During this second term, I will continue to commit to serving on the Museum Watch Committee and to move forward with the work on advocacy and protection of best practices in museum governance and issues of ethics and equity in the worldwide museum ecosystem, especially in the protection of best practices as they affect individual museum professionals.

Finally, with the new membership fees already effective in 2023 (which I am proud to have proposed), I plan to attract a growing number of new members from Latin America, a region rich in its history of museum developments and practices. I also plan to work with fellow Board Members to further support patrons and young museum professionals from Latin America, ideally also expanding the offer of programmes for the younger generation of museum professionals.

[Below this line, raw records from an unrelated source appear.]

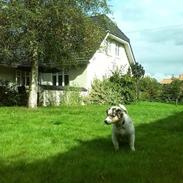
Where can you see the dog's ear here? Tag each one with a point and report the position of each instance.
(123, 108)
(119, 113)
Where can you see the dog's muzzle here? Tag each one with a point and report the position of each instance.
(106, 122)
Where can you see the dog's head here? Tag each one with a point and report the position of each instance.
(115, 114)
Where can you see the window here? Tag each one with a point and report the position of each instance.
(109, 48)
(60, 79)
(117, 49)
(22, 78)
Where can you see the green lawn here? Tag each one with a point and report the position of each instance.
(72, 144)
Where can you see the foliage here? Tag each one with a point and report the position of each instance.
(137, 73)
(137, 70)
(150, 89)
(11, 94)
(172, 92)
(47, 31)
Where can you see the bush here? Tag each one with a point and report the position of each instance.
(172, 92)
(104, 92)
(150, 89)
(71, 96)
(11, 94)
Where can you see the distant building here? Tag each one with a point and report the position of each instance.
(169, 80)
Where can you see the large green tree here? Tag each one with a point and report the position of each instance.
(47, 31)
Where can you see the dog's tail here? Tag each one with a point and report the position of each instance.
(123, 108)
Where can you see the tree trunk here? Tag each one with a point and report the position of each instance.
(32, 101)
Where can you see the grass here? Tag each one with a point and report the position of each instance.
(71, 144)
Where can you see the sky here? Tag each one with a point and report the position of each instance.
(155, 29)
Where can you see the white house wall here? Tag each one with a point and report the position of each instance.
(7, 73)
(78, 76)
(46, 78)
(102, 64)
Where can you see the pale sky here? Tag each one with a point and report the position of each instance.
(155, 29)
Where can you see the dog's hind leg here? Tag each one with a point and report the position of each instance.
(115, 142)
(132, 142)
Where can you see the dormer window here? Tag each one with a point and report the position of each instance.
(117, 49)
(60, 79)
(109, 48)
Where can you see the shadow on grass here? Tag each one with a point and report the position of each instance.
(158, 158)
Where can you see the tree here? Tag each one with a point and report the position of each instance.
(54, 31)
(137, 72)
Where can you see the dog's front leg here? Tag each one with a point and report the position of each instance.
(132, 142)
(115, 142)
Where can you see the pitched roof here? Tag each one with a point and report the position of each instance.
(109, 26)
(169, 80)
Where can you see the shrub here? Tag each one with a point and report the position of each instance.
(71, 96)
(11, 94)
(150, 89)
(8, 94)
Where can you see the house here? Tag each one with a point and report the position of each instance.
(169, 80)
(113, 52)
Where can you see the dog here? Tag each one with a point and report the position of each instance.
(122, 126)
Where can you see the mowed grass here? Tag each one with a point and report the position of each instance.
(72, 144)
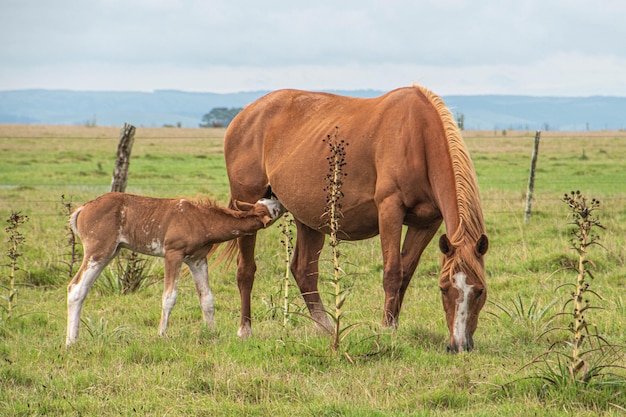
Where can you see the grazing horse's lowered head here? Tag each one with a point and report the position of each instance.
(463, 289)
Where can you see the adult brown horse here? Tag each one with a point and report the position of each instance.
(406, 164)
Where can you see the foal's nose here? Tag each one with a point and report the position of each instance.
(274, 206)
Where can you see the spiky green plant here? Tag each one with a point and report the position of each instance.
(590, 354)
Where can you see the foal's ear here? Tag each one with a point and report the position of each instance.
(267, 220)
(482, 245)
(242, 205)
(445, 246)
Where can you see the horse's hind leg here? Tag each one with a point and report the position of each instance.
(246, 268)
(173, 262)
(199, 272)
(77, 291)
(304, 268)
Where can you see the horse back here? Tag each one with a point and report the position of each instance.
(281, 140)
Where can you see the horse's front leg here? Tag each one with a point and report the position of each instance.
(200, 274)
(173, 262)
(414, 244)
(304, 267)
(77, 291)
(390, 217)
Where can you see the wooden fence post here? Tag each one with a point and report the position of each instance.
(531, 177)
(120, 174)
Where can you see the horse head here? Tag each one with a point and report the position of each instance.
(463, 288)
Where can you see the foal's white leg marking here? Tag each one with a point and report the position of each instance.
(199, 272)
(76, 295)
(462, 308)
(169, 299)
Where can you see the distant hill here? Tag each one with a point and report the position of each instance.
(170, 107)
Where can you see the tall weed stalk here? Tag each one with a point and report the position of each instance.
(15, 239)
(71, 239)
(287, 241)
(334, 194)
(588, 355)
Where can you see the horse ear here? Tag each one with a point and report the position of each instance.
(267, 220)
(445, 246)
(482, 245)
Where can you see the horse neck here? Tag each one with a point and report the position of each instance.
(455, 191)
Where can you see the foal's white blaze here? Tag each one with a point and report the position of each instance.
(462, 308)
(156, 247)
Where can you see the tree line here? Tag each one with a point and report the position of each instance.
(220, 116)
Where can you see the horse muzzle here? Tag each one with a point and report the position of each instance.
(465, 344)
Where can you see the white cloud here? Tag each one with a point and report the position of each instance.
(540, 47)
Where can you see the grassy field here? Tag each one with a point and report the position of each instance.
(120, 366)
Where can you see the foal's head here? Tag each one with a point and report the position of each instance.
(463, 289)
(269, 210)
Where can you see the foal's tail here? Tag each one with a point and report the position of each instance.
(227, 255)
(74, 218)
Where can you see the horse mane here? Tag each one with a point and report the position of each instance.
(471, 221)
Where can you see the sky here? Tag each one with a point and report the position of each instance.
(572, 48)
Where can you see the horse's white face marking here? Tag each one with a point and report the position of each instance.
(462, 307)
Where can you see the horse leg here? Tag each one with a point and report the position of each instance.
(78, 289)
(200, 275)
(173, 262)
(414, 244)
(390, 217)
(304, 267)
(246, 268)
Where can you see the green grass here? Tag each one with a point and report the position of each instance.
(120, 366)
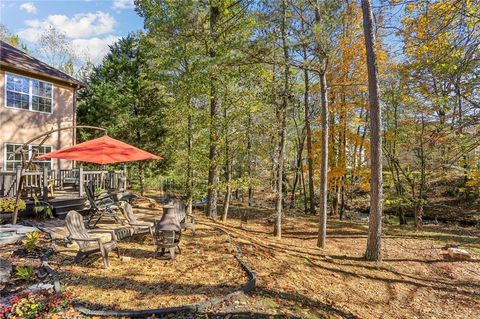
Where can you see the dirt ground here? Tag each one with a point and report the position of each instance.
(295, 278)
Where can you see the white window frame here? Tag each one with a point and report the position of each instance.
(30, 151)
(30, 93)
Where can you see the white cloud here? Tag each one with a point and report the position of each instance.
(122, 4)
(29, 7)
(93, 49)
(79, 26)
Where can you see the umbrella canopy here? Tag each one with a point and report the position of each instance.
(102, 150)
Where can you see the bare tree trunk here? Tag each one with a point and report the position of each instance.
(306, 78)
(213, 154)
(141, 177)
(322, 231)
(228, 177)
(189, 164)
(374, 242)
(283, 124)
(249, 159)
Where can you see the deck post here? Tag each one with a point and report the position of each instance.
(19, 175)
(80, 180)
(45, 184)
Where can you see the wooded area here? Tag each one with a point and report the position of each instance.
(332, 144)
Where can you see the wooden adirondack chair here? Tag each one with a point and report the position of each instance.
(187, 221)
(138, 228)
(167, 239)
(87, 244)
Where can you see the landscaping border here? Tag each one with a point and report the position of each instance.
(247, 287)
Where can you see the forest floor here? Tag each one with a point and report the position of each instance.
(415, 279)
(295, 279)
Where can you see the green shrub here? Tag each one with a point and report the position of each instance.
(39, 304)
(31, 242)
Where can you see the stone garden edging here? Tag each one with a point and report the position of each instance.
(247, 287)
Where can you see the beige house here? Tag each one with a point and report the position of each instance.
(34, 98)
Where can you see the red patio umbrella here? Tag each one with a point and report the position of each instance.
(102, 150)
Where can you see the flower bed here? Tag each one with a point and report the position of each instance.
(38, 304)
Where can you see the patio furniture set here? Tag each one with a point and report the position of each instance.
(166, 232)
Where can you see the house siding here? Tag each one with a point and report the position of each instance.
(19, 126)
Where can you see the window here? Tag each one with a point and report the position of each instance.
(28, 94)
(13, 160)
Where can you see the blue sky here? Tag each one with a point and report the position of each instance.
(90, 25)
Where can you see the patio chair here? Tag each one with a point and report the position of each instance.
(99, 208)
(166, 239)
(187, 221)
(138, 228)
(87, 244)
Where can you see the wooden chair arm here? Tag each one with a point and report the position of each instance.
(140, 224)
(86, 239)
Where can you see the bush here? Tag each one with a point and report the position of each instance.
(25, 273)
(32, 305)
(31, 241)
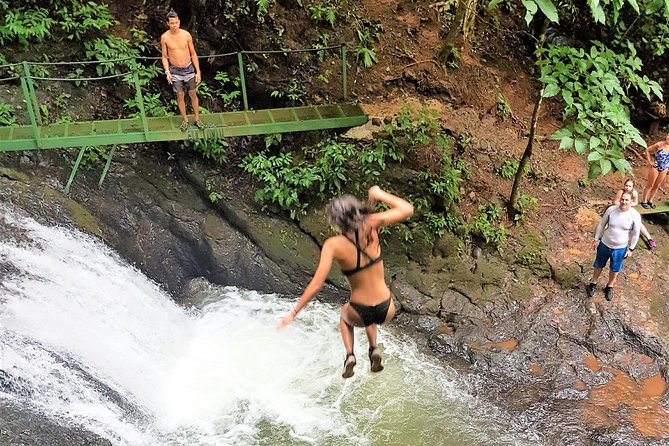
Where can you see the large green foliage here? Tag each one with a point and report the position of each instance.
(30, 23)
(595, 86)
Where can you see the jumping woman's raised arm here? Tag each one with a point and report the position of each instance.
(400, 209)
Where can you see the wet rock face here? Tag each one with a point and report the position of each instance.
(515, 319)
(19, 426)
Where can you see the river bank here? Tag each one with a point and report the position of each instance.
(542, 347)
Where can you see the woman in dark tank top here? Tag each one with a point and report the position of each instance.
(358, 253)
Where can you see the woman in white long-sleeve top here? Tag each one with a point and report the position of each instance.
(616, 237)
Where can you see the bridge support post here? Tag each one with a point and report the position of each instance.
(107, 165)
(74, 170)
(242, 79)
(343, 71)
(32, 94)
(140, 103)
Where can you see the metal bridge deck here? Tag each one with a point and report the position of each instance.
(218, 125)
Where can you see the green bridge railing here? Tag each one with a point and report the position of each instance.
(39, 134)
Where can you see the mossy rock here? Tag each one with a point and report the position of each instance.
(568, 276)
(531, 252)
(80, 216)
(14, 175)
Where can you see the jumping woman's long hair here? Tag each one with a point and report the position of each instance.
(348, 215)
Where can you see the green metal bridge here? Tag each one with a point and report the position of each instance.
(39, 134)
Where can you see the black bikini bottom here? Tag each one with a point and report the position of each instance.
(372, 315)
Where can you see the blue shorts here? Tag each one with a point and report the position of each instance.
(604, 253)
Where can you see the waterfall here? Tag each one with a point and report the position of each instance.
(87, 340)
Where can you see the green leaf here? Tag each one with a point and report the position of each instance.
(599, 15)
(621, 165)
(594, 142)
(549, 10)
(594, 156)
(634, 5)
(605, 166)
(561, 133)
(531, 9)
(636, 137)
(567, 142)
(657, 90)
(551, 90)
(580, 144)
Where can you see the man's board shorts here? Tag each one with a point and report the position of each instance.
(661, 161)
(183, 78)
(604, 254)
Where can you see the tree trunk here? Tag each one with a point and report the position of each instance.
(460, 29)
(512, 205)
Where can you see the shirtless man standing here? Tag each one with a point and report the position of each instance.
(182, 67)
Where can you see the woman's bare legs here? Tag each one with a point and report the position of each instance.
(349, 319)
(659, 179)
(650, 183)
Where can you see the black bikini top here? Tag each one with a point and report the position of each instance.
(358, 268)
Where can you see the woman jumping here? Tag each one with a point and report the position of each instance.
(358, 253)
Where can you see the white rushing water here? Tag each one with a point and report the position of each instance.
(88, 340)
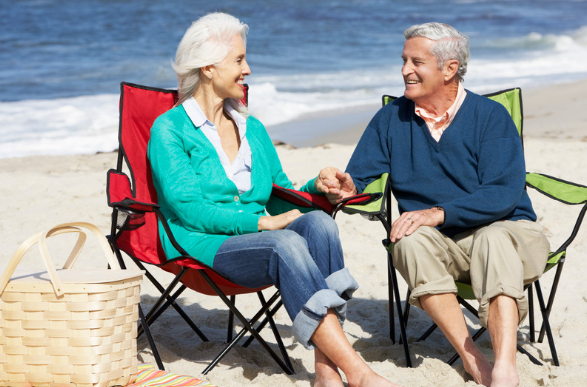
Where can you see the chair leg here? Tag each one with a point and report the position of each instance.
(230, 321)
(391, 303)
(269, 317)
(546, 323)
(247, 328)
(406, 312)
(170, 300)
(554, 287)
(400, 313)
(531, 314)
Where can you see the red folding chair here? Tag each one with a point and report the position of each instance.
(135, 228)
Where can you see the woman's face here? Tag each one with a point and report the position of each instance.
(228, 76)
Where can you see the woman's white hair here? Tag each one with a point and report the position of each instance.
(448, 44)
(207, 42)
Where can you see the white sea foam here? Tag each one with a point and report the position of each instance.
(89, 124)
(78, 125)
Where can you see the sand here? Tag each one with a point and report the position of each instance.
(39, 192)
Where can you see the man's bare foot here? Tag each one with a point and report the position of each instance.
(372, 380)
(477, 365)
(504, 375)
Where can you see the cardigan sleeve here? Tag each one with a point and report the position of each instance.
(181, 188)
(278, 176)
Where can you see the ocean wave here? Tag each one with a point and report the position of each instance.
(89, 124)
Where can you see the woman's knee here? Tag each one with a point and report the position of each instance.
(316, 224)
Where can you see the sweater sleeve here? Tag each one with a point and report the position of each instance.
(181, 188)
(501, 173)
(371, 157)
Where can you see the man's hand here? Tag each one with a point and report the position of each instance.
(409, 222)
(278, 222)
(335, 184)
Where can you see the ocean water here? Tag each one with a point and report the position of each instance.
(61, 61)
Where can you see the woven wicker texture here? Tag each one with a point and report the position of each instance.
(85, 337)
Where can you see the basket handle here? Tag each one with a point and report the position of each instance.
(41, 237)
(112, 261)
(30, 242)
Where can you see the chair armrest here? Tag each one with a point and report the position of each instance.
(375, 205)
(557, 189)
(303, 199)
(120, 194)
(319, 202)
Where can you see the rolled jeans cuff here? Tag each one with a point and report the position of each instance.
(313, 312)
(343, 283)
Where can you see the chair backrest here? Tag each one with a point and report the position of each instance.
(511, 99)
(139, 107)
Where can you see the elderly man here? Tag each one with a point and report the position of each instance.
(457, 170)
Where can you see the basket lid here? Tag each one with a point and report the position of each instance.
(79, 276)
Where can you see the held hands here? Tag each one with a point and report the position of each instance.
(278, 222)
(409, 222)
(335, 184)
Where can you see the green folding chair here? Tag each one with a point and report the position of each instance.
(560, 190)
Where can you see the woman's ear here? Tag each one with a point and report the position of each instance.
(451, 67)
(206, 71)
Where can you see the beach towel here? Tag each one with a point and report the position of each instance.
(149, 376)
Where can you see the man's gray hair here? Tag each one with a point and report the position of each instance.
(448, 44)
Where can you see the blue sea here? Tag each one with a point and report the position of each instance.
(61, 61)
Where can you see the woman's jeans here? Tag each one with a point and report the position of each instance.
(304, 261)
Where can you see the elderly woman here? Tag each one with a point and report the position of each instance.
(214, 167)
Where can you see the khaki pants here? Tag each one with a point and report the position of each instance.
(499, 258)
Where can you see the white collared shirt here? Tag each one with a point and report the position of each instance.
(239, 172)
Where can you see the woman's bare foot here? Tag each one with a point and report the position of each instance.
(477, 365)
(327, 374)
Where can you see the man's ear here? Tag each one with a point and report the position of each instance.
(451, 67)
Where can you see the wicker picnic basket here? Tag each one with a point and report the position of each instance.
(68, 327)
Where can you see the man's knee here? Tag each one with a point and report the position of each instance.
(420, 245)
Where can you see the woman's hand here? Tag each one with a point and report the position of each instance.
(409, 222)
(335, 184)
(278, 222)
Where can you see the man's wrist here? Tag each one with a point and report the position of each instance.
(438, 208)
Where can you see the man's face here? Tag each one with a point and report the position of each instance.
(422, 78)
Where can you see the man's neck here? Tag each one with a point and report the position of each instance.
(438, 105)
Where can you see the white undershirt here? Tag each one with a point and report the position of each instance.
(239, 172)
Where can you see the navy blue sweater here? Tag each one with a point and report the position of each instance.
(476, 172)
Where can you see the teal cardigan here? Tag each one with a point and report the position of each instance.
(202, 206)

Describe briefly the expectations of your involvement as a CIMAM Board member and how you envision CIMAM's priorities in the next years:

After these years on CIMAM’s Board, with the pandemic demanding we remain focused on the present, I look forward to turning to the future of our institutions. How can the most diverse museums from different contexts together construct a more equitable system to enable growth and development of the smaller or lesser-funded institutions? How can the dynamics between museums become more collegiate and collaborative, and less self-centred, to serve artists at large in more open, flexible and fluid ways, and so promote dialogue between the most diverse scenes in the world?

I say this as an Argentinian and Latin American museum professional working in dialogue with the world. In recent decades, major museums in Europe and North America have incorporated the need to be inclusive, open-minded and alert to what is happening in the rest of the world. This has generally been from a Northern perspective, however. In my view, a fair and honest global perspective cannot but be based on the conviction of the fundamental equality of different traditions. To become operational in the actual design of an institution it must have been lived and worked through, during a whole lifetime and a day-to-day career. In the point of view I propose, there are no major or minor artistic movements or developments. There are powerful artistic currents that have at times run parallel, at others crossed or merged: independent in their identities and interactions with their diverse realities; interdependent in their collaborations, conversations and debates. In this view of art history, the voices from Latin America, Africa or Asia are not there to complete or complement or tick the box of difference, but to shape an art – and a museum practice – both global and diverse, combative and democratic, in a fraternal equality that does not preclude rivalry.